Comprender la naturaleza económica de este proceso, saber encontrar sus raíces profundas en la lucha de clases, es lo que nos permite dirigir los golpes más certeros y eficaces para revertirlo. Entender que no depende de la maldad o bondad natural de tal o cual partido político, sino que se trata de un mecanismo intrínseco del modo de producción capitalista, que no puede funcionar de otra manera sin tambalearse, nos permite abandonar toda ilusión o influencia reformista en nuestras tareas políticas.
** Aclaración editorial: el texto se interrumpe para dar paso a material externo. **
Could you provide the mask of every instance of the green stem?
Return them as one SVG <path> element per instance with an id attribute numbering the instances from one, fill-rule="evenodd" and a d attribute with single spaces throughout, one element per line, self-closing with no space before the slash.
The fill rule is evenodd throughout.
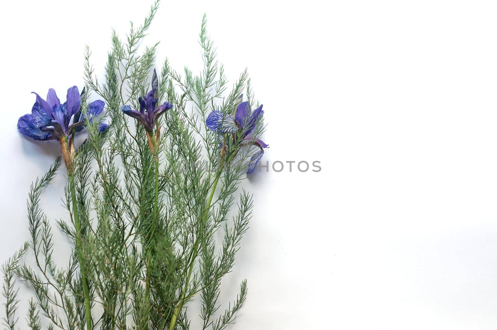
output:
<path id="1" fill-rule="evenodd" d="M 176 327 L 176 323 L 177 321 L 178 316 L 179 315 L 179 312 L 181 311 L 181 309 L 183 308 L 183 305 L 184 304 L 185 298 L 186 296 L 186 291 L 188 290 L 188 284 L 190 283 L 190 278 L 191 277 L 191 273 L 193 271 L 193 266 L 195 264 L 195 259 L 197 257 L 197 255 L 198 254 L 199 248 L 200 248 L 200 234 L 202 230 L 203 229 L 205 222 L 207 220 L 207 217 L 209 216 L 209 209 L 211 207 L 211 203 L 212 202 L 212 198 L 214 195 L 214 191 L 216 190 L 216 186 L 217 185 L 218 182 L 219 181 L 219 178 L 221 177 L 222 169 L 222 167 L 221 166 L 221 165 L 220 165 L 219 169 L 216 175 L 216 179 L 214 180 L 214 183 L 212 184 L 212 190 L 211 191 L 211 194 L 209 196 L 209 199 L 207 200 L 207 205 L 205 208 L 205 212 L 204 213 L 204 217 L 202 219 L 202 223 L 201 224 L 201 233 L 199 233 L 197 236 L 197 239 L 195 240 L 195 244 L 193 245 L 193 250 L 192 252 L 191 261 L 190 262 L 190 268 L 188 269 L 188 274 L 186 275 L 186 281 L 185 283 L 184 288 L 183 289 L 183 292 L 181 294 L 181 298 L 180 299 L 179 303 L 178 304 L 178 306 L 177 306 L 176 308 L 174 309 L 174 313 L 172 315 L 172 318 L 171 319 L 171 323 L 169 326 L 169 330 L 174 330 L 174 328 Z"/>
<path id="2" fill-rule="evenodd" d="M 153 136 L 151 137 L 152 144 L 154 145 L 154 151 L 157 153 L 157 142 Z M 151 150 L 151 151 L 153 151 Z M 155 223 L 157 222 L 157 217 L 158 215 L 159 209 L 159 155 L 154 155 L 154 158 L 155 159 L 155 194 L 154 197 L 154 221 Z M 150 238 L 150 242 L 148 242 L 150 246 L 147 247 L 147 270 L 146 278 L 145 279 L 145 299 L 149 305 L 150 304 L 150 269 L 149 267 L 150 259 L 152 257 L 152 237 Z"/>
<path id="3" fill-rule="evenodd" d="M 90 304 L 90 293 L 88 288 L 88 281 L 83 266 L 83 253 L 81 250 L 81 226 L 80 224 L 80 215 L 78 211 L 78 201 L 76 199 L 76 191 L 75 188 L 74 178 L 72 174 L 69 174 L 71 184 L 71 195 L 73 199 L 73 214 L 74 217 L 74 227 L 76 229 L 76 251 L 80 260 L 80 269 L 81 270 L 81 281 L 83 283 L 83 295 L 84 296 L 84 309 L 86 316 L 86 329 L 93 329 L 91 320 L 91 305 Z"/>

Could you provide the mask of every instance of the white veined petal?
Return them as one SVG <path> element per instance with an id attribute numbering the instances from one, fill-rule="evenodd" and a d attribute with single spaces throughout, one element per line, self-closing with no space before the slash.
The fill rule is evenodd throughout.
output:
<path id="1" fill-rule="evenodd" d="M 259 162 L 260 159 L 262 158 L 264 152 L 261 149 L 252 155 L 250 158 L 250 161 L 248 163 L 248 168 L 247 169 L 247 174 L 250 174 L 255 169 L 255 165 Z"/>
<path id="2" fill-rule="evenodd" d="M 222 134 L 234 133 L 238 129 L 232 116 L 215 110 L 209 114 L 205 120 L 207 127 L 213 132 Z"/>

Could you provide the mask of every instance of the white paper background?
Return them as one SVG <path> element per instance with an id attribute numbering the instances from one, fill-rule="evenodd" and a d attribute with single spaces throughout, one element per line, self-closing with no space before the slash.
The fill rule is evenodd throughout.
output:
<path id="1" fill-rule="evenodd" d="M 321 162 L 244 183 L 254 216 L 223 290 L 232 299 L 246 277 L 249 295 L 232 329 L 496 329 L 495 2 L 325 2 L 165 1 L 146 39 L 198 71 L 207 12 L 228 77 L 248 66 L 264 104 L 263 161 Z M 3 261 L 28 239 L 30 183 L 59 153 L 17 132 L 29 93 L 82 86 L 84 45 L 101 71 L 111 27 L 124 36 L 149 4 L 0 5 Z M 61 172 L 43 195 L 52 220 L 63 186 Z"/>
El movimiento popular en defensa de los servicios públicos no es un campo abonado para la socialdemocracia reformista (de cualesquiera otros partidos socialdemócratas de viejo y nuevo cuño), por mucho que las redes clientelares y la corrupción de los movimientos sociales así lo reflejen en la mayoría de los casos, sino un campo de batalla más de la gran lucha de clases entre el proletariado y la burguesía, en el que los disfraces del reformismo y del revisionismo deben ser arrancados ante los ojos de las clases populares para mostrarlos como lo que verdaderamente son: los agentes de las clases explotadoras infiltrados entre las filas de los explotados.
La defensa de los servicios públicos es un frente más de la lucha de clases, pero no es un frente cualquiera; en él se decide el futuro de nuestra clase en un sentido literal. Nos jugamos la posibilidad de quedar reducidos a una simple “raza trabajadora” menguada y enfermiza, o bien encabezar el movimiento emancipador que termine por barrer con la dictadura burguesa. El destino está en nuestras manos.